85% of respondents expect that the role of software in robotics will continue to grow over the next 3 to 5 years. This signals a fundamental shift: robotics is ceasing to be primarily a mechanical discipline and is becoming one of software engineering.
Only 29% of developers feel confident about safe decisions in the real world
One of the most concerning figures in the study: only 29% of developers feel "very confident" that their robotic systems can make safe and predictable decisions in real-world environments. More than 70% admit some degree of uncertainty — and this despite the fact that 83% of these systems already work alongside humans.
This is the gap between industry ambitions and reality. Developers know that their current software platforms are not sufficiently robust. And 86% of GPOS users are open to changing their operating system — a signal that the market is ripe for a transition to RTOS platforms designed specifically for robotics.
What the experts say: the QNX Code the Future Podcast
To coincide with the study's release, QNX launched the podcast series QNX Code the Future, in which Omdia principal analyst Lian Jye Su discusses the report's implications for the robotics industry. The podcast addresses practical questions around the transition from prototypes to production systems, certification strategies, and the role of AI in real-time robot control.
Implications for Czech robotics and industry
The Czech Republic has a strong industrial base where robotics plays a key role — from Škoda Auto production lines to logistics centers and smaller automation companies. The numbers from the QNX report should resonate especially with manufacturers integrating collaborative robots into operations with human workers.
The study's key recommendations are clear: reconsider the choice of operating system for safety-critical applications, start addressing certification requirements early (especially ISO/SAE 21434 and ISO 10218), and invest in cybersecurity as an integral part of robotic systems. With the arrival of the EU Cyber Resilience Act in 2027, these points will become not just a competitive advantage but a legal obligation.
The QNX study shows that the robotics industry stands on the threshold of a fundamental software transformation. The question is not whether it will happen — but who will manage it faster and more safely.
The complete study "Inside the Robot: Architecture Benchmark Report 2026" is available on the QNX Software website.
What exactly does physical AI mean and how is it different from regular artificial intelligence?
While "regular" AI works in the digital world — generating text, images, or analyzing data — physical AI directly interacts with the real world through sensors, cameras, motors, and other hardware components. A typical example is a robot that recognizes an obstacle based on camera input and recalculates its movement trajectory in real time. Physical AI requires deterministic behavior because its decisions have immediate physical consequences.

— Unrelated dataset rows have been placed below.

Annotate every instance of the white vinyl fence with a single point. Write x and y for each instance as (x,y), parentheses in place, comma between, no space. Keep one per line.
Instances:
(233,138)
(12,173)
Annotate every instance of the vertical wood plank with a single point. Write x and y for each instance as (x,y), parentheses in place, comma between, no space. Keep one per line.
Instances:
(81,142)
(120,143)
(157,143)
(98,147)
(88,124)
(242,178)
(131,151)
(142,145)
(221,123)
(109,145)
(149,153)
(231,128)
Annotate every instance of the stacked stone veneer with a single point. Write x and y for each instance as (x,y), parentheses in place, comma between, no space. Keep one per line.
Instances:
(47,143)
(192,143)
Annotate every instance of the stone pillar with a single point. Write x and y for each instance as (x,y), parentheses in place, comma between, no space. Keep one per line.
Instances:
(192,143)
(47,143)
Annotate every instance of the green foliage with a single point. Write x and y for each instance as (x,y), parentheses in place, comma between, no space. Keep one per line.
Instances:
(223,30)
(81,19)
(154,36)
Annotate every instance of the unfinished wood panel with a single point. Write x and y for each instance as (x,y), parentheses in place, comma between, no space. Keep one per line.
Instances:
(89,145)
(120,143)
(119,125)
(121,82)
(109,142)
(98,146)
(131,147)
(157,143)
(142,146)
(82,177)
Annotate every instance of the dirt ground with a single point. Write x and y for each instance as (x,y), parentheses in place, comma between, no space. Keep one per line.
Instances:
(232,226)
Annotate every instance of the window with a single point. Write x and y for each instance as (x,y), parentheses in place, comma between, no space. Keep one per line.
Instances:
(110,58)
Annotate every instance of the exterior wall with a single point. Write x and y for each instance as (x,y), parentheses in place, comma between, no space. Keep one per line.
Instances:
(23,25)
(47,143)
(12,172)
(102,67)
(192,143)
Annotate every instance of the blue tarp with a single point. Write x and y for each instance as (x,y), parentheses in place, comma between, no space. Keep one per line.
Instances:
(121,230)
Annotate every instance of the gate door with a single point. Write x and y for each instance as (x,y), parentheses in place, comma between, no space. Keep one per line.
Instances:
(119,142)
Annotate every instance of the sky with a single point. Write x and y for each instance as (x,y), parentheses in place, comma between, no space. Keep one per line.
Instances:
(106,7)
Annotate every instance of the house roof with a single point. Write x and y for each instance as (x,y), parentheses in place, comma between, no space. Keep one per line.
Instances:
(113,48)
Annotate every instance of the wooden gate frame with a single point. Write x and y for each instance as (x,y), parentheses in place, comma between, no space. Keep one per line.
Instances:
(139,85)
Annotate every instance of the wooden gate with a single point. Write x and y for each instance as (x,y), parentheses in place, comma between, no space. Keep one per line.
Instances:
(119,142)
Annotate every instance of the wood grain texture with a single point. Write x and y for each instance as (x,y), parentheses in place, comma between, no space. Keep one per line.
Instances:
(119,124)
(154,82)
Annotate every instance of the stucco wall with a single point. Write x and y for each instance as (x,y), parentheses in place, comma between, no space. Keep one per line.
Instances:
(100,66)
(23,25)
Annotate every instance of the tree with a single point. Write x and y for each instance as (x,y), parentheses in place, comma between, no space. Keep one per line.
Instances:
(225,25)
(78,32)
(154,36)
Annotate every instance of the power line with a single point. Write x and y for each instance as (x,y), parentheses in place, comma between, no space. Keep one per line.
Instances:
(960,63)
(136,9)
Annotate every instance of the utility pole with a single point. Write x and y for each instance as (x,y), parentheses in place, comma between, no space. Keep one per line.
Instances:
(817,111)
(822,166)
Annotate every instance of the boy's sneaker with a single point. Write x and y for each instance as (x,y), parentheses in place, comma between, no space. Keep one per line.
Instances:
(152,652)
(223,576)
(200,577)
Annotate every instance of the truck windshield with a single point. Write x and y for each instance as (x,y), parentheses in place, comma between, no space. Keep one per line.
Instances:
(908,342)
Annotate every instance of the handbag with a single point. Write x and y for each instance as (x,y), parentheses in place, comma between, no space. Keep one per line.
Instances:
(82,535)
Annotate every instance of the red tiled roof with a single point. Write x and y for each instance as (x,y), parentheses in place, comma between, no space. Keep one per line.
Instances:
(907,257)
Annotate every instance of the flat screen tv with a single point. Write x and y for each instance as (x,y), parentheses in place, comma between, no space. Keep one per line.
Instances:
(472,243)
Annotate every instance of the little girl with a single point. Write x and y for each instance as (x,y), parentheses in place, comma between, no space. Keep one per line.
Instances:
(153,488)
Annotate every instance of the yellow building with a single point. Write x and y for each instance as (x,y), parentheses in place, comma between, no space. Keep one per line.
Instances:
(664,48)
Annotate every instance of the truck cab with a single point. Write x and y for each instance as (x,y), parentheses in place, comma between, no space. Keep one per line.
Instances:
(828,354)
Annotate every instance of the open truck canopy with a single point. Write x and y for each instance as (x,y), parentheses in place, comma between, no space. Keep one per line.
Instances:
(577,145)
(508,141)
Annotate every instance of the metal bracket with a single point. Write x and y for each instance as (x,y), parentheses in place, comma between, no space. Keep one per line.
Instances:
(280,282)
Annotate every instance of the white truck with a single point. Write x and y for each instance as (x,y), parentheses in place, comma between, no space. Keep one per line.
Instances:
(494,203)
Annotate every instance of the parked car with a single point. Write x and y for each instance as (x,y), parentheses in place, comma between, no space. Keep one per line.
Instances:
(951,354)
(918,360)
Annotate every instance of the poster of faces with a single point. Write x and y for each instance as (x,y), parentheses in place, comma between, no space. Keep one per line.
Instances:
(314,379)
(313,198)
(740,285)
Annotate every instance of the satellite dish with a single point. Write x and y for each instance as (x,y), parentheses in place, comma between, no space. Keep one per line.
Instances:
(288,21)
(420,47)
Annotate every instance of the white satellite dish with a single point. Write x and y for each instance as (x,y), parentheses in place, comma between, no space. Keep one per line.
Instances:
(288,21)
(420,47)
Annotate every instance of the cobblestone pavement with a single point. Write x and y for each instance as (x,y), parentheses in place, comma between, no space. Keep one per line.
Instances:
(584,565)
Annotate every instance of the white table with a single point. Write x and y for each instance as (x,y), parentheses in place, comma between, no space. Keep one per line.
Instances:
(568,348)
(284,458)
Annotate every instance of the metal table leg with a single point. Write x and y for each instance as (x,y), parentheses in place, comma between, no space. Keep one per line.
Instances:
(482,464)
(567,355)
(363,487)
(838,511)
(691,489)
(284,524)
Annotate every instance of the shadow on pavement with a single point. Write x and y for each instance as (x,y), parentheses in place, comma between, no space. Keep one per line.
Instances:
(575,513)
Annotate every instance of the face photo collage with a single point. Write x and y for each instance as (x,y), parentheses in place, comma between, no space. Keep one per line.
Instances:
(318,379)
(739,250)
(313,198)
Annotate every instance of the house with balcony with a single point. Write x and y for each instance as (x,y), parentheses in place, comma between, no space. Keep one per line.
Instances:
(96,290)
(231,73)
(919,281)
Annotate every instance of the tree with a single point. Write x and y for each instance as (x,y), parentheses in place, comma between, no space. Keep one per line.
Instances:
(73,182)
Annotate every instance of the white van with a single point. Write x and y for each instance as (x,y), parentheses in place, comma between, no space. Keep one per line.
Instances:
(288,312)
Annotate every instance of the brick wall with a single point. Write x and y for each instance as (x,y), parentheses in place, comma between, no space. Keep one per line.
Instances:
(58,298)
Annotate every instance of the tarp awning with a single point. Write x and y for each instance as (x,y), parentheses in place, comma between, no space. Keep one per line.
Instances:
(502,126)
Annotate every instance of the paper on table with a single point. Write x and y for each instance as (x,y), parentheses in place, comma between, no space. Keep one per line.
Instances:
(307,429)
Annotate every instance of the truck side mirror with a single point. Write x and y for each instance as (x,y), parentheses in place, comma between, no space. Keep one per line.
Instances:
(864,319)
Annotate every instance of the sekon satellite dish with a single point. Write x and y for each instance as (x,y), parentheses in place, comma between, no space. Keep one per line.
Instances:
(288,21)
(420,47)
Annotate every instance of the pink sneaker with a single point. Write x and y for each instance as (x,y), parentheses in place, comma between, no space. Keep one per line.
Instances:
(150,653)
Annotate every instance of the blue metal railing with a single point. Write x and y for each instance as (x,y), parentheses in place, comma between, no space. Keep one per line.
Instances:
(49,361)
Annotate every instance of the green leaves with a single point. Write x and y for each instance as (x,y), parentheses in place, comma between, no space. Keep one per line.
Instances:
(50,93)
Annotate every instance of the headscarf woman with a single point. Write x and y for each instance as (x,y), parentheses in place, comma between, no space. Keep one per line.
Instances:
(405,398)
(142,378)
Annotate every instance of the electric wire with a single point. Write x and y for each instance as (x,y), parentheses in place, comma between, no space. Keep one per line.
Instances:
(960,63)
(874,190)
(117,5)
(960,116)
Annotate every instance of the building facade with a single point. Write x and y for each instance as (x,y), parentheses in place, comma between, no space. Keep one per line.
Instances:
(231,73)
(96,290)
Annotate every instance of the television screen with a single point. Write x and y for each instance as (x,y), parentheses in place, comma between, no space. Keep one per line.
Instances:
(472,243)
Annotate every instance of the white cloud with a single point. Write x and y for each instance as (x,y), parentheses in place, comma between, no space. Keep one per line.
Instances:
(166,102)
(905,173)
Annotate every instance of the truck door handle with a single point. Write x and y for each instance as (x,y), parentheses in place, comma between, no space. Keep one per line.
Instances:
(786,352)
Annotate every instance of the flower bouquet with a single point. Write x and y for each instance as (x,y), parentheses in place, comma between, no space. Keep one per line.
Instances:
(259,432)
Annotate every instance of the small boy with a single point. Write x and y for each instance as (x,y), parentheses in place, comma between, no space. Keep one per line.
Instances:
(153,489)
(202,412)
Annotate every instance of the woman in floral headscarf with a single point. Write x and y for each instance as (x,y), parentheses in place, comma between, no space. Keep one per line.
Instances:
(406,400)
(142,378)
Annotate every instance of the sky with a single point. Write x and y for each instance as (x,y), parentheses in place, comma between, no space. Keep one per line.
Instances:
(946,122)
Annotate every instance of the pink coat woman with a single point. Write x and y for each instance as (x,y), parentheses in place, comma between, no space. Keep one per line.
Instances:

Why are 86% of developers considering changing their operating system but haven't done so yet?
According to the study, the main barriers are concerns about compatibility with existing code, migration costs, and a lack of experience with RTOS platforms. Many teams are also waiting for a clearer market signal or from their suppliers. The arrival of the EU Cyber Resilience Act in 2027 could be a catalyst — once certification requirements tighten, GPOS systems without real-time guarantees may no longer meet the requirements.
How does the QNX study affect ordinary Czech companies that simply purchase robotics?
Even companies that don't directly purchase robots should be aware of this trend. Collaborative robots, autonomous carts, and AI-driven production lines are becoming standard in logistics and manufacturing. When choosing a robotics solution supplier, it is wise to ask what operating system their robots run on and whether they meet safety standards ISO 10218 and ISO/SAE 21434. Investing in a properly designed system pays off during audits as well as in incident prevention.